Ce vide organisationnel produit une double tension : d’une part, l’attente forte des collaborateurs à bénéficier d’un repos aligné sur le public ; d’autre part, la responsabilité de maintenir la performance et la cohésion sociale sans balises claires. Le décalage entre perception sociale et réalité juridique génère une instabilité dans les décisions RH et nuit à la lisibilité de l’action managériale.
Une gestion fragmentée, des arbitrages isolés
L’enquête révèle un panorama contrasté des pratiques en entreprise. Seules 17 % des organisations ont accordé le jour férié à tous les collaborateurs, 22 % l’ont fait sous conditions (assurance de continuité, déduction de congés, récupération). 28 % ont maintenu une journée normale de travail, tandis que 32 % n’avaient pas encore statué le 3 juin.
Ce flou décisionnel à six jours de l’échéance traduit un malaise organisationnel profond. Il révèle l’absence de cadre sectoriel, de référence commune ou de bonne pratique partagée. Les DRH, livrés à eux-mêmes, doivent arbitrer entre équité interne, exigence de production et climat social. Certains optent pour un traitement cas par cas, d’autres pour des positions unilatérales, souvent sources de tensions.
Les motifs avancés pour l’attribution du jour férié témoignent d’une recherche d’équilibre : 56 % des entreprises mentionnent l’alignement avec le secteur public, 40 % le climat social, 16 % la tradition religieuse. Mais la réalité de gestion reste contraignante. 50 % des DRH conditionnent l’octroi du jour à une forme de contrepartie (congé ou récupération).
Les entreprises ayant refusé le jour férié avancent des raisons essentiellement opérationnelles. 100 % évoquent des contraintes majeures, 68 % des difficultés de remplacement. L’absentéisme, la surcharge sur les jours précédents ou suivants, et l’impact client sont cités comme des freins critiques. Ce sont donc les exigences de continuité et non les logiques budgétaires qui guident la décision.

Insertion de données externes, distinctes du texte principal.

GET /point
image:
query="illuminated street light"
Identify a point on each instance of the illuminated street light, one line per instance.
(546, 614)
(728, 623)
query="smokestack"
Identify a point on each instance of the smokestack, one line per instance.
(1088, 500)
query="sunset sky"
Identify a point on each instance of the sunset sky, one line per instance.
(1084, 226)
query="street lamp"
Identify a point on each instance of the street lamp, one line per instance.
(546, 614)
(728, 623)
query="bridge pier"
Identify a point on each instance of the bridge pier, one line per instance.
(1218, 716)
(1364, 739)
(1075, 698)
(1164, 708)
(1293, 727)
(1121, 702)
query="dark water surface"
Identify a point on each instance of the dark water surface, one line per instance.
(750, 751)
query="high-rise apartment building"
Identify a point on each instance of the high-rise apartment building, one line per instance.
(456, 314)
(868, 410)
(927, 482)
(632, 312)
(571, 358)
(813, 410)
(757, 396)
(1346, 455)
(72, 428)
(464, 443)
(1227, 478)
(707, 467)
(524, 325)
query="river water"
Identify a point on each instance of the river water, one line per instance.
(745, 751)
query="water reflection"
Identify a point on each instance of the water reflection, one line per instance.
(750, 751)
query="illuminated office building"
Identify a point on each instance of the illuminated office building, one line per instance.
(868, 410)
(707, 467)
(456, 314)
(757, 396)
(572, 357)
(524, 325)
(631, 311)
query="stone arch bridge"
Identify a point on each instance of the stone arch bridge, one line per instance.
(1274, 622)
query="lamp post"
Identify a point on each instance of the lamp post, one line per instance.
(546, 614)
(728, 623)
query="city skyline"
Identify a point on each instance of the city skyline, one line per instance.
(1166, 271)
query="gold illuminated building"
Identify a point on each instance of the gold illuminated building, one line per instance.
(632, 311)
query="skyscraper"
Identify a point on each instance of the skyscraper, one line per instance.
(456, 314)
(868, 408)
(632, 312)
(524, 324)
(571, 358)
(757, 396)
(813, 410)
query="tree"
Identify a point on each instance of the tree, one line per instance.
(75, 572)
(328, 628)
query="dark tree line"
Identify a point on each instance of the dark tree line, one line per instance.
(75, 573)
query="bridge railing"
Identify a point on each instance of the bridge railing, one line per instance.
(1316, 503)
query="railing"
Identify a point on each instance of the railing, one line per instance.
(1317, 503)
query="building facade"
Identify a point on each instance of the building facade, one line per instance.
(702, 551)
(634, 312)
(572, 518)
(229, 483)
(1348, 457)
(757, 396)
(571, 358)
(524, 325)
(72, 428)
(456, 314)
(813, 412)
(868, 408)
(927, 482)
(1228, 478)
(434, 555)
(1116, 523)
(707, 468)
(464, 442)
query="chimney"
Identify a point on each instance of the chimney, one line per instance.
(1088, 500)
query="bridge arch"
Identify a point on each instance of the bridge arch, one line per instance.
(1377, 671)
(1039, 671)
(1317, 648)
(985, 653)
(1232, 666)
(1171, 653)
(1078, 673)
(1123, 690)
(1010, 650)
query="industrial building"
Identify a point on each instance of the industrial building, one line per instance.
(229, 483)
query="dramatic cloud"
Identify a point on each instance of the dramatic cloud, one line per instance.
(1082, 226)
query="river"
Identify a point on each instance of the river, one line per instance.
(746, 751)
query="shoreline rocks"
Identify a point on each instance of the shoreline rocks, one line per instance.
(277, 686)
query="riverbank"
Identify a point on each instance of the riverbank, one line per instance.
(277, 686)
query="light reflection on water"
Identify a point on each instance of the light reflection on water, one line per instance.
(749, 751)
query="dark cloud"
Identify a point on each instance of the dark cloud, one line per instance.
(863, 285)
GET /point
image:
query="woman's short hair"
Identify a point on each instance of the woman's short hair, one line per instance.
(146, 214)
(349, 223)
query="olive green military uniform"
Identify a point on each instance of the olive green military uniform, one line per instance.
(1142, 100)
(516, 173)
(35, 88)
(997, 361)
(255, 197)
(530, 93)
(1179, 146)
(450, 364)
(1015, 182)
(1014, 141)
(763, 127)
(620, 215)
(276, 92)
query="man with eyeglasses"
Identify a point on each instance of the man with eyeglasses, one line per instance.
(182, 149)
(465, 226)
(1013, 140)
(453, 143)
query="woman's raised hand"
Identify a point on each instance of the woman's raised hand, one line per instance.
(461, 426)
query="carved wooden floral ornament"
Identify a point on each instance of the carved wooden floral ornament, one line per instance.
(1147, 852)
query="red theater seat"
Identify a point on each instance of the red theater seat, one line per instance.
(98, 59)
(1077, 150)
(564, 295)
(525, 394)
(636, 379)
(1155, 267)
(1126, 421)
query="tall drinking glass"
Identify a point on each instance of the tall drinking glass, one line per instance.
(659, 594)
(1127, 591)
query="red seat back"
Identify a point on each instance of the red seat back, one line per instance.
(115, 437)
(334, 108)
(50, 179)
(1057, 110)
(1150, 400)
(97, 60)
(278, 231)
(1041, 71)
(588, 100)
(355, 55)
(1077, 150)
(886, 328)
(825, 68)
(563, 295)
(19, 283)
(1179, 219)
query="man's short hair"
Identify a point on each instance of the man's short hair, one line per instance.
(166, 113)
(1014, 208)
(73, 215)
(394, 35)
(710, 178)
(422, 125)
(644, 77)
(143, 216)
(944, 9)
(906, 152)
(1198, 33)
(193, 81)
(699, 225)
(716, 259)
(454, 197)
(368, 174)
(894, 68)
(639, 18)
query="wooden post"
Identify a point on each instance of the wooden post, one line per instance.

Ce morcellement de l’action RH met en péril l’équilibre social. En l’absence d’un cadre commun, chaque entreprise navigue seule. Or, ce traitement isolé amplifie les comparaisons, alimente le sentiment d’iniquité, et fragilise la cohésion interne, notamment dans les groupes multi-sites ou les secteurs en forte tension sociale.
Les DRH demandent un leadership organisationnel plus structurant
Face à cette séquence de gestion improvisée, les DRH expriment une attente forte à l’égard des organisations professionnelles. 85 % souhaitent qu’elles jouent un rôle actif, en amont, pour prévenir de telles situations. 50 % recommandent la mise en place d’accords-cadres permettant d’harmoniser les pratiques du privé en cas de décision gouvernementale unilatérale.
Loin de toute revendication symbolique, les DRH attendent un mécanisme de pilotage : dialogue avec les autorités, élaboration de lignes directrices, transmission rapide de consignes opérationnelles. Le positionnement passif observé dans cette affaire, notamment de la CGEM, est perçu comme un abandon. La recommandation vague « dans la mesure du possible » n’a pas répondu aux besoins de clarté. Elle a amplifié le flou.
Cette situation plaide pour une refonte de la gouvernance sociale autour des jours fériés exceptionnels. Un mécanisme tripartite, composé de l’État, du patronat et des partenaires sociaux, pourrait permettre d’anticiper les impacts, de proposer des alternatives, et de poser un cadre unifié. L’enjeu n’est pas de niveler les calendriers, mais d’offrir aux DRH des outils pour prendre des décisions équilibrées.
Ce que l’épisode du 9 juin révèle, au-delà du cas ponctuel, c’est la fragilité des circuits de coordination entre temps politique et temps managérial. Les DRH ne demandent pas l’alignement automatique, mais la cohérence. Un cap. Une méthode. Une posture de responsabilité partagée.